| nearPD {Matrix} | R Documentation |
Computes the nearest positive definite matrix to an approximate one, typically a correlation or variance-covariance matrix.
nearPD(x, corr = FALSE,
eig.tol = 1e-06, conv.tol = 1e-07, posd.tol = 1e-08,
do2eigen = TRUE, maxit = 100, verbose = FALSE)
x |
numeric n * n approximately positive definite matrix, typically an approximation to a correlation or covariance matrix. |
corr |
logical indicating if the matrix should be a correlation matrix. |
eig.tol |
defines relative positiveness of eigenvalues compared to largest one. |
conv.tol |
convergence tolerance for algorithm. |
posd.tol |
tolerance for enforcing positive definiteness. |
do2eigen |
logical indicating if a
posdefify() eigen step should be applied to
the result of the Hingham algorithm. |
maxit |
maximum number of iterations allowed. |
verbose |
logical; if TRUE the iterations are monitored by
print out. |
Note that setting corr = TRUE just sets diag(.) <- 1
within the algorithm.
an S3 object of class "nearPD", basically a list
with components
mat |
a matrix of class dpoMatrix, the
computed positive-definite matrix. |
corr |
logical, just the argument corr. |
normF |
the Frobenius norm (norm(x-X, "F")) of the
difference between the original and the resulting matrix. |
iterations |
number of iterations needed. |
converged |
logical indicating if iterations converged. |
Jens Oehlschlaegel donated a first version. Subsequent changes by the Matrix package authors.
Cheng, Sheung Hun and Higham, Nick (1998) A Modified Cholesky Algorithm Based on a Symmetric Indefinite Factorization; SIAM J. Matrix Anal. Appl., 19, 1097–1110.
Highham (2002) Computing the nearest correlation matrix - a problem from finance; IMA Journal of Numerical Analysis 22, 329–343.

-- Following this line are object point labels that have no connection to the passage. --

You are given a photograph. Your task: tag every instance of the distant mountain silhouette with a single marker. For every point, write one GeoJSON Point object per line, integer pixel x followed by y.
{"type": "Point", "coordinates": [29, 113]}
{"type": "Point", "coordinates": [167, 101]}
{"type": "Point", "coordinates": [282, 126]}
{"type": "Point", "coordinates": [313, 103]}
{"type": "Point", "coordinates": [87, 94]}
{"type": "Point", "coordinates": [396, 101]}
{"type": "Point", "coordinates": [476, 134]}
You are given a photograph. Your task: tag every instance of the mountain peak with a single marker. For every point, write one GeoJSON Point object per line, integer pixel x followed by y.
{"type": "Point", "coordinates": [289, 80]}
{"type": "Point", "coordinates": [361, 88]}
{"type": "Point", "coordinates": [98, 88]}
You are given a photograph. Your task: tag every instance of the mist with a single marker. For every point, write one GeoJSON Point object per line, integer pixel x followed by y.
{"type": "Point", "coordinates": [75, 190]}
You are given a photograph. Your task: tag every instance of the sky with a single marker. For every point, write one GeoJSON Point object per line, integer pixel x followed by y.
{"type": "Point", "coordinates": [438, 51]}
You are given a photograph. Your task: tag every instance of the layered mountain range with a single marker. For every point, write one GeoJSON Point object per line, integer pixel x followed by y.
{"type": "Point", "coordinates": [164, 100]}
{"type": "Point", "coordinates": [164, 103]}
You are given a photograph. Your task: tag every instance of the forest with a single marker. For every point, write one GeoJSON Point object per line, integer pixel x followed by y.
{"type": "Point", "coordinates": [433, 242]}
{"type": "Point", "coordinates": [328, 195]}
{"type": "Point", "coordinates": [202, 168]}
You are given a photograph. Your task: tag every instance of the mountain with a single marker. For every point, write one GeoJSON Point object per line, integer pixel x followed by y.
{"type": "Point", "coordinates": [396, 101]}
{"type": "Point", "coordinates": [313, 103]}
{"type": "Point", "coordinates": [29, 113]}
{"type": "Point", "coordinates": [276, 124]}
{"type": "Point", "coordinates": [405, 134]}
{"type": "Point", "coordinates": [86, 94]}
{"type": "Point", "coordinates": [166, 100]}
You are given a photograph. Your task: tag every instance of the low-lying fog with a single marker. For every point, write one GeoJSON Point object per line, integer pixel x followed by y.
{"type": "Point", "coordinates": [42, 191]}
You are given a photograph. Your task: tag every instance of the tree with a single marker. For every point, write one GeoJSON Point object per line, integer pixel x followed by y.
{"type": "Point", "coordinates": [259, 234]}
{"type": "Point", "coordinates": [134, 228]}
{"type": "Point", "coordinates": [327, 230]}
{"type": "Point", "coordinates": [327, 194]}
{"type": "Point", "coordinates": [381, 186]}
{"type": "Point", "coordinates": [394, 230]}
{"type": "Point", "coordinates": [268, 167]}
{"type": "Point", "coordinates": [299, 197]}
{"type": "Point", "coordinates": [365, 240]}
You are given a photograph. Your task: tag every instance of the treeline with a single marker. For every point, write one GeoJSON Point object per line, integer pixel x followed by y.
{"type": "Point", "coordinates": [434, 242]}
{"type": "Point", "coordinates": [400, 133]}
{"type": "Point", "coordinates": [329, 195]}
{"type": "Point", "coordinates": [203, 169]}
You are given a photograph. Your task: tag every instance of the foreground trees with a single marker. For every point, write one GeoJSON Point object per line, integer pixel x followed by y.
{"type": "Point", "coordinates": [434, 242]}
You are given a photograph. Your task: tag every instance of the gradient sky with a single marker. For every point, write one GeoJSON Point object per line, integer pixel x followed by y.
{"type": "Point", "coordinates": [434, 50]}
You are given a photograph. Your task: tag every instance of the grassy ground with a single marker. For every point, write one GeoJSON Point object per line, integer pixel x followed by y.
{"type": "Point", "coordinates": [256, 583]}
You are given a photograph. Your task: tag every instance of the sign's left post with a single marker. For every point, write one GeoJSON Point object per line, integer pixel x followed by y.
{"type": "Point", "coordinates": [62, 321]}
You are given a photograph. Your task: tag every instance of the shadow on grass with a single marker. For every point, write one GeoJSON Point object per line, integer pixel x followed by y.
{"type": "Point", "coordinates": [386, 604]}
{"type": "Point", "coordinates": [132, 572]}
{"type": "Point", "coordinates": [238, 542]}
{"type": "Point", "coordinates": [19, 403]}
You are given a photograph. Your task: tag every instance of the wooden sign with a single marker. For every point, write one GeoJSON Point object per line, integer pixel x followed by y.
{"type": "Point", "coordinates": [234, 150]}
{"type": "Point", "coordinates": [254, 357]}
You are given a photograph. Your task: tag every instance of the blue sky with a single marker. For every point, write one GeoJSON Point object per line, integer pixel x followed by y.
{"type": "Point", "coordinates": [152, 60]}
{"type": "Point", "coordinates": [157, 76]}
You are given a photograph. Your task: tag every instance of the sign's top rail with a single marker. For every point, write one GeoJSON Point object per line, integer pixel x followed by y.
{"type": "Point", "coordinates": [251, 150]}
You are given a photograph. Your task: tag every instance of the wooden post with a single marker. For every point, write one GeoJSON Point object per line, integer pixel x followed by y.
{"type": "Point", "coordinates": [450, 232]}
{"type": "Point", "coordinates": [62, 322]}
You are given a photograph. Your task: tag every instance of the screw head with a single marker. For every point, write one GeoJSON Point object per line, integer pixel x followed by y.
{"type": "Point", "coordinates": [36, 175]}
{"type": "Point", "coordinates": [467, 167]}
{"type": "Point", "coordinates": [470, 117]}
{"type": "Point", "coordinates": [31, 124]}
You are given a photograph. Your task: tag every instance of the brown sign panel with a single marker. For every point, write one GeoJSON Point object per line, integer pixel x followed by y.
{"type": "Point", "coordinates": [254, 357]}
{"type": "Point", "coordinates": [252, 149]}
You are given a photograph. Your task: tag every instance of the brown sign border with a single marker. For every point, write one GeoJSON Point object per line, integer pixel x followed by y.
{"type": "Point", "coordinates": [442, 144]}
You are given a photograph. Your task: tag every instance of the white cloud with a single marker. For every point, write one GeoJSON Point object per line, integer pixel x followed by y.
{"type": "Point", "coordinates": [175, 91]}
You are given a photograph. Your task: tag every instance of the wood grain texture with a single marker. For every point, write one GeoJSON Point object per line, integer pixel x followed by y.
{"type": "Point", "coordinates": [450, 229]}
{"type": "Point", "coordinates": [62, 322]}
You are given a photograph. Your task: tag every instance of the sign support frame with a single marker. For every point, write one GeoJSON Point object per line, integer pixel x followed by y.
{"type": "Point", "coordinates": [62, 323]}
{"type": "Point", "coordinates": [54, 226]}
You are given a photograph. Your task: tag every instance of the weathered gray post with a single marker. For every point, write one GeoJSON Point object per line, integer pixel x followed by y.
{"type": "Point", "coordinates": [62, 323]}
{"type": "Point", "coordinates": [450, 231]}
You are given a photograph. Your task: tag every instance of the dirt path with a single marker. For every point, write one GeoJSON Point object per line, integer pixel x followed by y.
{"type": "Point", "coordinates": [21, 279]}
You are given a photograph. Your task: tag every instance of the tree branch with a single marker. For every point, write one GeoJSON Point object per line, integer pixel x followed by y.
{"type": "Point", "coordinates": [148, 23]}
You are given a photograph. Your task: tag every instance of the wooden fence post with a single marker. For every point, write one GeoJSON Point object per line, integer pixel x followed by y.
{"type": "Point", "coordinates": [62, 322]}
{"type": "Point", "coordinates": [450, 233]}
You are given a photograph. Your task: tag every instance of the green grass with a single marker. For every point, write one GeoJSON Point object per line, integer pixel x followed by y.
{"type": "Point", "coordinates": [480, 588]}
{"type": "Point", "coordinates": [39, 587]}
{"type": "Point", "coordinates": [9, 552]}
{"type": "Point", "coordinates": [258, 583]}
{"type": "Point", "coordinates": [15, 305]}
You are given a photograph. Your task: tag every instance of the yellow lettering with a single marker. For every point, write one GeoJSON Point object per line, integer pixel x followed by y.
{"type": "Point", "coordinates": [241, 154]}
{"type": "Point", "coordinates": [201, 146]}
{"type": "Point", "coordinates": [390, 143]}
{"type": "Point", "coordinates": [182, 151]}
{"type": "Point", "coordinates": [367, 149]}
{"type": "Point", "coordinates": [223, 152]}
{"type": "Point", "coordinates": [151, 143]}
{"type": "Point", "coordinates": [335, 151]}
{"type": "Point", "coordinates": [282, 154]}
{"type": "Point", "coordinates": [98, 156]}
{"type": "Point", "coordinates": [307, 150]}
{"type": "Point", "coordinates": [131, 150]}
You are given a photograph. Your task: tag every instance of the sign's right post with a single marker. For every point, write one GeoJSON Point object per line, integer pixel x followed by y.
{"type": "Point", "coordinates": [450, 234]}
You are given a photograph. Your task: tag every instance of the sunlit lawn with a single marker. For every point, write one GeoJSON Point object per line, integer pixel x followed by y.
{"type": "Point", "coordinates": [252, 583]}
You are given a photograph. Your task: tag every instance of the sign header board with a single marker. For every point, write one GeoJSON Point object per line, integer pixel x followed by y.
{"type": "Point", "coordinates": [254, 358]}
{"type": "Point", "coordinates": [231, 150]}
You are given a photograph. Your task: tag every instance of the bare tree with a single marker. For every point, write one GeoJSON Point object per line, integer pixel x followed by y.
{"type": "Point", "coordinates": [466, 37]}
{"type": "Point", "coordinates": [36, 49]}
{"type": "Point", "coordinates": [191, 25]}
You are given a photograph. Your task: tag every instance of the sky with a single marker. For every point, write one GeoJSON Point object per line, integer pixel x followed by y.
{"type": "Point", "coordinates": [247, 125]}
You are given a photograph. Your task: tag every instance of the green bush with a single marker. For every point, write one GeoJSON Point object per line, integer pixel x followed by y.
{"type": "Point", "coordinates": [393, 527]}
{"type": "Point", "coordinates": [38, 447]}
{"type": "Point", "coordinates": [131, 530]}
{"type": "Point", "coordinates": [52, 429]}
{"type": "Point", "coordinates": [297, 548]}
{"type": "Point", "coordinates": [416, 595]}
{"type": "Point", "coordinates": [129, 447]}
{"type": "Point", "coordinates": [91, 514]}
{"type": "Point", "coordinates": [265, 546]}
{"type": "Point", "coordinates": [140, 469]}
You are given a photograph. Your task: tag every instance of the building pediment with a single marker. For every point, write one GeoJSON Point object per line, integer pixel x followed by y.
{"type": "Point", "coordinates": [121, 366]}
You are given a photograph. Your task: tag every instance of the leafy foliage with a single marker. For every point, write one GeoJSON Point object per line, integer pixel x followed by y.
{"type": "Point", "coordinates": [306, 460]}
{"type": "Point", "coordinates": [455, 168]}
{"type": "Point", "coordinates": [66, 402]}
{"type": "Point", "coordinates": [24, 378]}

More simple versions with a similar purpose by
posdefify().
set.seed(27)
m <- matrix(round(rnorm(25),2), 5, 5)
m <- m + t(m)
diag(m) <- pmax(0, diag(m)) + 1
(m <- round(cov2cor(m), 2))
str(near.m <- nearPD(m))
round(near.m$mat, 2)
norm(m - near.m$mat) # 1.102
if(require("sfsmisc")) {
m2 <- posdefify(m) # a simpler approach
norm(m - m2) # 1.185, i.e., slightly "less near"
}